Upvote:0
To add to Andrei's answer, I quote this passage written by Thich Nhat Hanh, the Vietnamese Zen master who recently passed away:
This body of mine will disintegrate, but my actions will continue me… If you think I am only this body, then you have not truly seen me. When you look at my friends, you see my continuation. When you see someone walking with mindfulness and compassion, you know he is my continuation. I don’t see why we have to say “I will die,” because I can already see myself in you, in other people, and in future generations.
Even when the cloud is not there, it continues as snow or rain. It is impossible for the cloud to die. It can become rain or ice, but it cannot become nothing. The cloud does not need to have a soul in order to continue. There’s no beginning and no end. I will never die. There will be a dissolution of this body, but that does not mean my death.
I will continue, always.
Upvote:2
No. The light of a lamp is a well-known Buddhist metaphor for continuity of information-causation (what Nagarjuna refers to as "the divine"), since at least The Questions of King Milinda:
--“Can there be any rebirth where there is no transmigration?”

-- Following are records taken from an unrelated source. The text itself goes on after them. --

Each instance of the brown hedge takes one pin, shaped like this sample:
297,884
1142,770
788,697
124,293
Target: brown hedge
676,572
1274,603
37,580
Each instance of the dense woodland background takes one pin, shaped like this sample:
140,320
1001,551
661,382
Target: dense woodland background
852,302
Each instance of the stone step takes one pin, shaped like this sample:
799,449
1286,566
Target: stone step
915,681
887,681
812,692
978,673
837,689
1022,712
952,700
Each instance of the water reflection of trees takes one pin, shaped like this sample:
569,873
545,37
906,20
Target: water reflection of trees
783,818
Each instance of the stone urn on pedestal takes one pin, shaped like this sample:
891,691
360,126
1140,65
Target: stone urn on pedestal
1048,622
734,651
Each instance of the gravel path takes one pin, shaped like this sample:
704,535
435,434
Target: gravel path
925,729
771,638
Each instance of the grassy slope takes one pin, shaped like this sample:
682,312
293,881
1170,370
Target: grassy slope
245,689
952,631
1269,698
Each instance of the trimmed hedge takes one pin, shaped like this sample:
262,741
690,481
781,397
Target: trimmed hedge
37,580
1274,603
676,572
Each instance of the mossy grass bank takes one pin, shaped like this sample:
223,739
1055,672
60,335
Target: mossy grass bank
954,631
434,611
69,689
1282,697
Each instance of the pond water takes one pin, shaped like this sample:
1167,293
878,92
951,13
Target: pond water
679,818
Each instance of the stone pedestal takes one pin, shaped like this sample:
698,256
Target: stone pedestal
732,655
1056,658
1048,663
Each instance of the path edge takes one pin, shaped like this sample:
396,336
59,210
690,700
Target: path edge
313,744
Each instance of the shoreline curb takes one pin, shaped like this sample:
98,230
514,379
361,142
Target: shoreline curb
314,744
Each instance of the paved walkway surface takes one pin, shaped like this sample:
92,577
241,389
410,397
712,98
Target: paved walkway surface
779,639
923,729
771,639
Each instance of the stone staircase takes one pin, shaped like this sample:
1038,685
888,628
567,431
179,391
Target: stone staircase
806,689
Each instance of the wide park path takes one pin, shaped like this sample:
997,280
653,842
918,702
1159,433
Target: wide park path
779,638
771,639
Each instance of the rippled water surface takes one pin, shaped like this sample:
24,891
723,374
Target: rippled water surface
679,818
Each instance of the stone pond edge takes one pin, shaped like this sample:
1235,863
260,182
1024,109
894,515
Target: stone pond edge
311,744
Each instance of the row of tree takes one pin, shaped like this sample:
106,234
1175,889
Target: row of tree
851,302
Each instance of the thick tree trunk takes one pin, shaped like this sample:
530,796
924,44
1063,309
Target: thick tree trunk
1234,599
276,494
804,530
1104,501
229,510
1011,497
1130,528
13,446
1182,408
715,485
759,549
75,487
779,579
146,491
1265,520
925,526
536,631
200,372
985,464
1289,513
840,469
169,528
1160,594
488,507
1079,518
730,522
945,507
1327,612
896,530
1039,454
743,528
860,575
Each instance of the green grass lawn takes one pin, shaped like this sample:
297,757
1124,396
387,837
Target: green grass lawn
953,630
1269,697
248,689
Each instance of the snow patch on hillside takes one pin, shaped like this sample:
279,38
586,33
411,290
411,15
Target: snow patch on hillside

--“Yes there can, just as a man can light one oil-lamp from another but nothing moves from one lamp to the other; or as a pupil can learn a verse by heart from a teacher but the verse does not transmigrate from teacher to pupil.”
and
The king said: ‘He who is born, Nāgasena, does he remain the same or become another?’
[Nagasena:] ‘Neither the same nor another.’
[King:] ‘Give me an illustration.’
[N] ‘Now what do you think, O king? You were once a baby, a tender thing, and small in size, lying flat on your back. Was that the same as you who are now grown up?’
[K] ‘No. That child was one, I am another.’
[N] ‘If you are not that child, it will follow that you have had neither mother nor father, no! nor teacher. You cannot have been taught either learning, or behaviour, or wisdom. What, great king! is the mother of the embryo in the first stage different from the mother of the embryo in the second stage, or the third, or the fourth ? Is the mother of the baby a different person from the mother of the grown-up man? Is the person who goes to school one, and the same when he has finished his schooling another? Is it one who commits a crime, another who is punished by having his hands or feet cut off ?’
[K] ‘Certainly not. But what would you, Sir, say to that? ’
The Elder replied: ‘Neither I am what is now the grown up, nor was I what was the tender tiny baby, flat on its back. But all these are tied in one by means of this body.’
[K] ‘Give me an illustration.’
[N] ‘Suppose a man, O king, were to light a lamp, would it burn the night through?’
[K] ‘Yes, it might do so.’
[N] ‘Now, is it the same flame that burns in the first watch of the night, and in the second?’
[K] ‘No.’
[N] ‘Or the same that burns in the second watch and in the third?’
[K] ‘No.’
[N] ‘Then is there one lamp in the first watch, and another in the second, and another in the third?’
[K] ‘No Sir. But thanks to that lamp the light shined all the night through.’
[Nagasena:] ‘Just so, O king, does the continuity of dharmas connect. One emerges, another dissolves, connecting as it were without [a clear boundary between] the previous and the next, thus the former-consciousness and the next-consciousness cannot be categorized as either the same nor as different.’